Amiga Power


Super Tetris

Author: Stuart Campbell
Publisher: Spectrum Holobyte
Machine: Amiga 500

 
Published in Amiga Power #17

Super Tetris

They wouldn't let it lie, would they? After numerous completely tragic attempts at bringing Tetris to the Amiga, totally eclipsed by some great PD versions (notably Super Twintris from our issue five coverdisk), MicroProse try to redress the balance with this new, sexy, improved, lots-of-extra-bits game which adds all manner of weird powerups and bonuses to the original block-dropping-and-line-filling gameplay.

For any of you who don't know the basic idea of Tetris, what you have to do is - no, only joking.

The best things among the new stuff here are the bombs which appear when you complete a line, allowing you to destroy parts of the scenery, which brings in a more tactical element lacking in the original game.
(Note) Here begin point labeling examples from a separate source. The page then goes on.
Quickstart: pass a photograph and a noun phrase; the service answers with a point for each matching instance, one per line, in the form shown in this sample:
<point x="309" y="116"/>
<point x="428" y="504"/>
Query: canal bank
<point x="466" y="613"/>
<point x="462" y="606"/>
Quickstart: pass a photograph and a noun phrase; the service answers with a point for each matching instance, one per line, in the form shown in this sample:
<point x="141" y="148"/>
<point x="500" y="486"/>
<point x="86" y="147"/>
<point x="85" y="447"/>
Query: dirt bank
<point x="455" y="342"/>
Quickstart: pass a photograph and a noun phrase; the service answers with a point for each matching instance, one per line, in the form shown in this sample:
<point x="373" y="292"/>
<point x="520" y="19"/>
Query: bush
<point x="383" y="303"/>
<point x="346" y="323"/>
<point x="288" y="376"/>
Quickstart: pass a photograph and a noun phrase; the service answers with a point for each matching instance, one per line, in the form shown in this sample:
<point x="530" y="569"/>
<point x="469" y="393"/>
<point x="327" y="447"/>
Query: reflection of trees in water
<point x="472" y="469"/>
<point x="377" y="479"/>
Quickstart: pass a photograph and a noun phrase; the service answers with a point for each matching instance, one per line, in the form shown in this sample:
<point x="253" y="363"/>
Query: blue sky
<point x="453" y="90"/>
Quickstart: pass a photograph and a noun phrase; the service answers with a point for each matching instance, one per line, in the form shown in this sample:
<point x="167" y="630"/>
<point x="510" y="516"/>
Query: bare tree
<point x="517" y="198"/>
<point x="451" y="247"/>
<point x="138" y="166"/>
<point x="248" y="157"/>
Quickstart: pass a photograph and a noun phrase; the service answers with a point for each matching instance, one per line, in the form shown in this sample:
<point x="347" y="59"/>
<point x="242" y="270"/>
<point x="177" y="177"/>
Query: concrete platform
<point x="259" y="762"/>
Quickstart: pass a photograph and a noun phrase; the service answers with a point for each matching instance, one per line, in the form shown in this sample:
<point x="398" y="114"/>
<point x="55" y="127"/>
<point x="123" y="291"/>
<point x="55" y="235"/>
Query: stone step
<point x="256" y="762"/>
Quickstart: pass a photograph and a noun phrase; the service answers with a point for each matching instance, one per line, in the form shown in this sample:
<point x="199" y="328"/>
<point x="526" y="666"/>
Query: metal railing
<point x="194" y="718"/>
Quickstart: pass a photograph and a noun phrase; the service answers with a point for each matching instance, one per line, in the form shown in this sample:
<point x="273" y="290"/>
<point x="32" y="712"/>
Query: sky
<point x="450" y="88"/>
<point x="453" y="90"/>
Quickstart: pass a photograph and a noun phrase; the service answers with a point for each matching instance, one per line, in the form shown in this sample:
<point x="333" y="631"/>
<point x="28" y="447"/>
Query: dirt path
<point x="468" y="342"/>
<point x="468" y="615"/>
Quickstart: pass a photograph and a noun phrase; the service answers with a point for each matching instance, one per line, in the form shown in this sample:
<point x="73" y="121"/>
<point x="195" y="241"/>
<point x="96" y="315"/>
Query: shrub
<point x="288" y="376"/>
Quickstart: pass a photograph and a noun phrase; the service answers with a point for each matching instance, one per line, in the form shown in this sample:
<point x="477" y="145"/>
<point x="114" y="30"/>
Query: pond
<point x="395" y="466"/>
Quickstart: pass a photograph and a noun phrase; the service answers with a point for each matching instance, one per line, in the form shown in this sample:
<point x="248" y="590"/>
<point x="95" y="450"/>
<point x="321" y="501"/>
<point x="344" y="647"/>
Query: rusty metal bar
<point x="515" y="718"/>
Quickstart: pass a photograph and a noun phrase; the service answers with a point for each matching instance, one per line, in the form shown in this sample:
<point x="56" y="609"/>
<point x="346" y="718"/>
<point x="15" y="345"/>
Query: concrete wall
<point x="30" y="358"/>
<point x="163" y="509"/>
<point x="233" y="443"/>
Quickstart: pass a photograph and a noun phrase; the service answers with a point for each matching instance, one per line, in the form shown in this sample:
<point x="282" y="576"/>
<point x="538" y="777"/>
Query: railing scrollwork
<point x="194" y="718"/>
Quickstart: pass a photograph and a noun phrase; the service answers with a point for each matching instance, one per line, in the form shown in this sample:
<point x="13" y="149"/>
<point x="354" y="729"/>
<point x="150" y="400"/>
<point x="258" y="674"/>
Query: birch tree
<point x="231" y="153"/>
Otherwise it's pretty much window-dressing stuff, which leaves us wondering whether the basic execution of the game merits paying out £30 for something you can now get for free. Um...

Well, first off, it's much better than the last professional job (the useless Infogrames one reviewed in issue two with 29%), with smooth-falling blocks and decent control (although still not as good as it could be - why no definable keyboard?), and some pleasantly clicky and bangy sound effects. You get three different kinds of two-player mode (competitive, co-operative and head-to-head) which are all pretty entertaining, and the new level-based structure (you complete levels rather than just playing forever until you lose) is more rewarding, but somehow it just isn't compulsive. Maybe the new features have overloaded the classic simplicity, maybe after three years and a hundred versions I'm just bored with it, but for all the bells and whistles I couldn't be bothered with Super Tetris after the first 20 minutes. This is, in all honesty, quite nice. You'd just have to be completely Tetris-loopy-nuts to spend £30 on it.

The Bottom Line

Sorry, but it's still not really any better than Super Twintris, and it's 30 quid more expensive. Vastly improved over the other official Amiga versions, but it just doesn't grip like a Tetris game should. Could it be that Tetris has just finally had its day?